Washington, US: Letitia “Tish” Long, a veteran national security officer, become the first woman to head a major intelligence agency. She was sworn in as director of the National Geospatial-Intelligence Agency (NGA), the office responsible for collecting and analysing overhead imagery and geospatial information.
On the occasion, Sen. Dianne Feinstein, chairwoman of the Intelligence Committee, said that the installation of a woman to run a spy agency with a multibillion-dollar budget and thousands of employees is a key milestone. “This is an important appointment and I hope that she will bring new and determined management ability to this agency,” Feinstein said.
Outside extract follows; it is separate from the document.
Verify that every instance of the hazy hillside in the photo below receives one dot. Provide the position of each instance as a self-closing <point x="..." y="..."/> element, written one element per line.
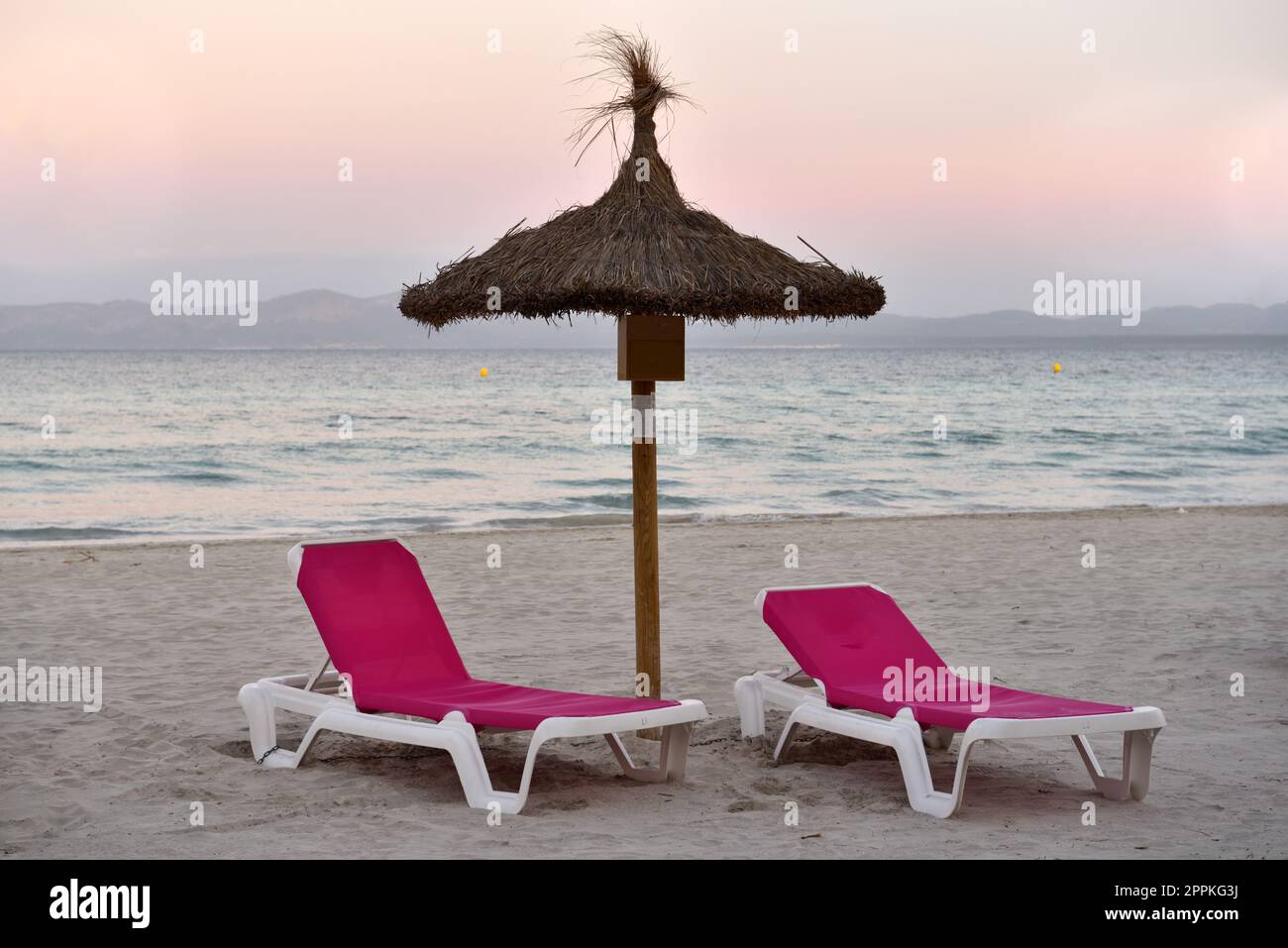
<point x="321" y="318"/>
Women have served as second-in-command in most of the major intelligence agencies. Long spent the last four years as the deputy director of the Defense Intelligence Agency. Women have also held the No. 2 two position at the National Security Agency, the National Reconnaissance Office and at NGA. The CIA has never had a women in the No. 2 slot. However, the person currently in the third-ranking position at the agency is a woman, as is the person in charge of all of the CIA’s analysts.
“The intelligence and defence communities have gained an incredible range of talents, skills, knowledge, and insight by welcoming not only women, but also more minorities, to the field,” Long said. “I believe that when you have a more diverse population exploring any type of intelligence problem, you will develop a broader and deeper range of solutions. I like to refer to that wider scope as ‘cognitive diversity.'”
Long began her career in 1978 as a civilian engineer in training for the Navy, working mostly on submarine acoustic sensor programmes. After a decade as an engineer, she joined the staff of Naval Intelligence. As she climbed the career ladder, Long served a tour of duty at the CIA before holding a succession of No. 2 positions: as the deputy to the director of naval intelligence, followed by the Undersecretary of Defense for Intelligence and finally, at the Defense Intelligence Agency.
John McLaughlin, the former CIA deputy director, who worked with Long while she was at the agency said, “A woman at the helm of one of our major intelligence agencies is a long overdue step recognising that the contribution of women to intelligence success has long been equal to that of men.”